Thibaut B.
Thibaut B.

Reputation: 321

Scraping a list of words split into multiple webpages with Python

I'd like to make a program that can calculate which word or words would get the player the most points at scrabble. However, for this, I need a list of words that are accepted. I have found the sowpods list for English, but I'd like to make the program work also in French, which is my native language.

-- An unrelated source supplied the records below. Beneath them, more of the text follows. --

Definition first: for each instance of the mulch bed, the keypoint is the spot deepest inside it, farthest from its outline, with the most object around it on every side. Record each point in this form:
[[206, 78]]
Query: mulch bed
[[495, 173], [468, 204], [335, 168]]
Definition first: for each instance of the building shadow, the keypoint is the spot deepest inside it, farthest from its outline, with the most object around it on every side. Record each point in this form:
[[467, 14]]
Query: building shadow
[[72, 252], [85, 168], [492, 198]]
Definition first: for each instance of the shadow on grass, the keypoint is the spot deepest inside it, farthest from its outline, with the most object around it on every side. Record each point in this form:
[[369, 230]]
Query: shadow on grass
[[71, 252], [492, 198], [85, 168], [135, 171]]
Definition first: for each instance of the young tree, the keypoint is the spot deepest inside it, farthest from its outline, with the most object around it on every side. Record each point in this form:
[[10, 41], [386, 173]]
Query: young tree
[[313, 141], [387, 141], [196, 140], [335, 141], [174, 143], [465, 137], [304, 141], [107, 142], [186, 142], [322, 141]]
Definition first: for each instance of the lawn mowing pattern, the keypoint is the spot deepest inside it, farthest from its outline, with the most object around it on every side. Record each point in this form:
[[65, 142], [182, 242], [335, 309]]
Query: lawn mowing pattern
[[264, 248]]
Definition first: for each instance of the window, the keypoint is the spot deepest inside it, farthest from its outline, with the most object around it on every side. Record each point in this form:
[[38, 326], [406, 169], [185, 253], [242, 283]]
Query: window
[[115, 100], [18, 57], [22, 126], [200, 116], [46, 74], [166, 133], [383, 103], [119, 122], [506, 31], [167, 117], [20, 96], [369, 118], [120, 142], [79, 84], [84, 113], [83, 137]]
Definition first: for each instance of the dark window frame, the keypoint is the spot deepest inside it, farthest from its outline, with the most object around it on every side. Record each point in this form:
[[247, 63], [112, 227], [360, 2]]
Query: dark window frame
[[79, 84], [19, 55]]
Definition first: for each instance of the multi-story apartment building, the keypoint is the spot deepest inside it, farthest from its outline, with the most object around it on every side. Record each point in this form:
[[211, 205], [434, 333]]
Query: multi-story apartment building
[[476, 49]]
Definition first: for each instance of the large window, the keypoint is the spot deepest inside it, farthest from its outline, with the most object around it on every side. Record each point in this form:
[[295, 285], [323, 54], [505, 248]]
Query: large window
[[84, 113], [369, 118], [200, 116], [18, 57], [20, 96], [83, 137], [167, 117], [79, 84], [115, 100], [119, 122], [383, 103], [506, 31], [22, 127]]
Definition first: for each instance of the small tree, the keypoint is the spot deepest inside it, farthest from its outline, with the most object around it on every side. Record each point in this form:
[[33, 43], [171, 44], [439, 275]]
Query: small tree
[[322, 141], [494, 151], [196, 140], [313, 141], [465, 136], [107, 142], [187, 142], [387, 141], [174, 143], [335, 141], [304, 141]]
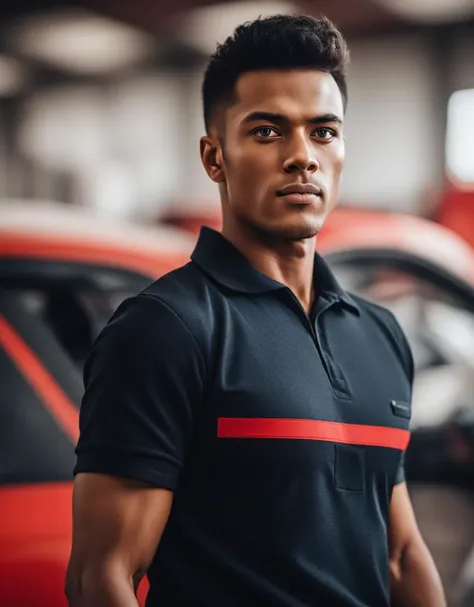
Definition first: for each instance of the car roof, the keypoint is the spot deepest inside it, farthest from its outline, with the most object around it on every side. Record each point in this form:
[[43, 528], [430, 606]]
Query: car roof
[[63, 221], [50, 230]]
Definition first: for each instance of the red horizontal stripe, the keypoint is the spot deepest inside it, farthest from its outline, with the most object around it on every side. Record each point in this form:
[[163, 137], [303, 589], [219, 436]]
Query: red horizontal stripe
[[308, 429]]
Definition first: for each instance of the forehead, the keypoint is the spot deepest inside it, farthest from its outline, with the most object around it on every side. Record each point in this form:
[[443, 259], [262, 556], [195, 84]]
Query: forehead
[[290, 92]]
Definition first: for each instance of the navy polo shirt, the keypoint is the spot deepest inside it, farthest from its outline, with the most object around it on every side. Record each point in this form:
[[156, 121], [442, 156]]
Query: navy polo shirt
[[281, 434]]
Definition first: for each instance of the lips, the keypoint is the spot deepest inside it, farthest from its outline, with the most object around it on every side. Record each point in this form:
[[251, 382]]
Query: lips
[[300, 188], [300, 193]]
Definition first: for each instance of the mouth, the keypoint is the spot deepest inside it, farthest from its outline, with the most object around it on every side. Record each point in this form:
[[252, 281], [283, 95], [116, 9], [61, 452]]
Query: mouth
[[301, 193]]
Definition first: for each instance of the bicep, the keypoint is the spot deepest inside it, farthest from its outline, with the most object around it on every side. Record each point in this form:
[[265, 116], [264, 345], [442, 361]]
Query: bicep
[[402, 528], [117, 522]]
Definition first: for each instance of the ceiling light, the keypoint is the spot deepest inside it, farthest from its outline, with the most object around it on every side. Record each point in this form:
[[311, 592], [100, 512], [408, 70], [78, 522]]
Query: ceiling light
[[460, 135], [204, 28], [81, 42], [431, 11], [12, 76]]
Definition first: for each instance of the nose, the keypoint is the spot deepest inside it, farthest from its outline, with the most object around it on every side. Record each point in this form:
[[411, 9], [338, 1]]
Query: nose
[[302, 157]]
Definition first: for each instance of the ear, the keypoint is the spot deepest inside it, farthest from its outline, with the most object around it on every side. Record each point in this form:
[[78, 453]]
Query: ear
[[212, 158]]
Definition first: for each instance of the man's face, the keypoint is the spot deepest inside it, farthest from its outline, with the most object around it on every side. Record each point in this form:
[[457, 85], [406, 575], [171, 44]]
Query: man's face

I have found this website that provides such a list, but it's split into 918 webpages, which would make it rather long to copy-paste everything...

I had tried to use a Python library (I don't remember which one) for web scraping to get the words but as I didn't really know how to use it, it seemed very hard. I got the whole text of the website and I could then go character-by-character to select only the list of words, but as the number of characters on each page would be different, this couldn't be automated very easily.

I've thought about using regex to select only words in capital letters (as they are on the website) but if there are other words or characters in capital letters such as titles on the website, then my list of words won't be correct.

How could I get all the words without having to change my code for each page?

Upvotes: 1

Views: 956

Answers (2)

mhSangar
mhSangar

Reputation: 467

It looks like the website has a consistent structure across the pages. The words are stored in a span tag with a class named mot. The library you mentioned could be BeautifulSoup, which makes the automation really easy. You just need to request each page, select the tag mot and extract the innerHtml. Splitting the contents by the space character (" ") will give you an array with all the words you need from that page in particular.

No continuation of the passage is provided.